「だってセラダサンは一枚売って下さいッて云ったじゃないか」
「私が二枚と云い直す。イーだ」
 セラダと八千代サンは早くもテーブルにつきさっそくビフテキをパクつき、改めてチェリオと乾盃をやっております。日野はイスにもたれてそりかえり、両腕をくみ、両眼をとじ、実に憮然という構えで長い瞑想にはいりました。そのままの姿勢でたっぷり五十分はつづいたでしょう。それこそは元貴族のナレの果ての構え充分の貫禄がそなわっているかに見えたのです。

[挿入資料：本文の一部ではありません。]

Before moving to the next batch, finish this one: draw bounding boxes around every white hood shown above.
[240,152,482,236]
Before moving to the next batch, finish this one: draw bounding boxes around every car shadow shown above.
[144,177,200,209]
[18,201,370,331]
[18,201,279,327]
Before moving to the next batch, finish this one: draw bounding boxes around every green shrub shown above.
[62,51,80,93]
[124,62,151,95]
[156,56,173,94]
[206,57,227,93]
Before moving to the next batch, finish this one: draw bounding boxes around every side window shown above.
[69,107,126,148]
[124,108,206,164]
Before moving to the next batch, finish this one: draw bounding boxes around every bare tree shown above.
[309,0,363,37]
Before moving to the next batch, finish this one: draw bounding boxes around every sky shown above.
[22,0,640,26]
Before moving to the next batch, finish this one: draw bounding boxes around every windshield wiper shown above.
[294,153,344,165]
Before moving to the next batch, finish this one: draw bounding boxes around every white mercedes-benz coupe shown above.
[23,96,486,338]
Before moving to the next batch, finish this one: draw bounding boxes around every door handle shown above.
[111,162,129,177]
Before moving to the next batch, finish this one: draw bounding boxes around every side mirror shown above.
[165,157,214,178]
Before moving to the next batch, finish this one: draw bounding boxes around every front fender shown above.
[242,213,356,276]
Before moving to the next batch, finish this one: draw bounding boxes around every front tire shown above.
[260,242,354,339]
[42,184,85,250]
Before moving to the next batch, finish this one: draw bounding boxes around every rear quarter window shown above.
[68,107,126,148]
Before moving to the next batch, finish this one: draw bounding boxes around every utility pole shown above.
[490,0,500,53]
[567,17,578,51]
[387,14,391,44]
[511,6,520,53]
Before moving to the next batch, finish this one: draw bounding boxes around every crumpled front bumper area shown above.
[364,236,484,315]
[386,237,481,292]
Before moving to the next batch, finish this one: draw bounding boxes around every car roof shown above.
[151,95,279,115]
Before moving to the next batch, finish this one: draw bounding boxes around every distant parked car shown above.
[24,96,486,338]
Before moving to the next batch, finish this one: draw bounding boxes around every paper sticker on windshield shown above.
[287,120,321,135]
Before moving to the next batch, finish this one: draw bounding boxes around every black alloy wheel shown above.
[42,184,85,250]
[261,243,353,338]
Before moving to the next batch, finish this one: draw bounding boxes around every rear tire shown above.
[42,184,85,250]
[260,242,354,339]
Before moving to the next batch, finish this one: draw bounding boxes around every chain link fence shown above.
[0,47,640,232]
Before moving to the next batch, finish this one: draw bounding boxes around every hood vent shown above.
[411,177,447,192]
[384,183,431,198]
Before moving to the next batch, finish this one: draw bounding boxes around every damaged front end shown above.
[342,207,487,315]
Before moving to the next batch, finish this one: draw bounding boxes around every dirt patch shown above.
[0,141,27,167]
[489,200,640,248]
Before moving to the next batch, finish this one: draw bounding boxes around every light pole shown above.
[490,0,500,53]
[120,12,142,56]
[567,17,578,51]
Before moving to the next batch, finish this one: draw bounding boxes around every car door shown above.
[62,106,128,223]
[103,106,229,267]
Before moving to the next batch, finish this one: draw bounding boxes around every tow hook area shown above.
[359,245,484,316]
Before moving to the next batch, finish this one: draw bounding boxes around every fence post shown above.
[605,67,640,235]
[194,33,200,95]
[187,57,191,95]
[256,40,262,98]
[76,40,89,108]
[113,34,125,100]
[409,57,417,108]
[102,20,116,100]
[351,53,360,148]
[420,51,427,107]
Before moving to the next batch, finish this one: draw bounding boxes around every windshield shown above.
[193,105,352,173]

そして彼が目をあいた時には彼氏と彼女はすでに相擁して立ち去った後でした。八千代サンは全然千鳥足だった由です。
 その翌日もまた翌日もセラダと八千代さんは一しょに現れ、相擁して千鳥足で立ち去りました。次の晩から二人そろって姿を見せなくなったのは遠出の証拠と見られたのです。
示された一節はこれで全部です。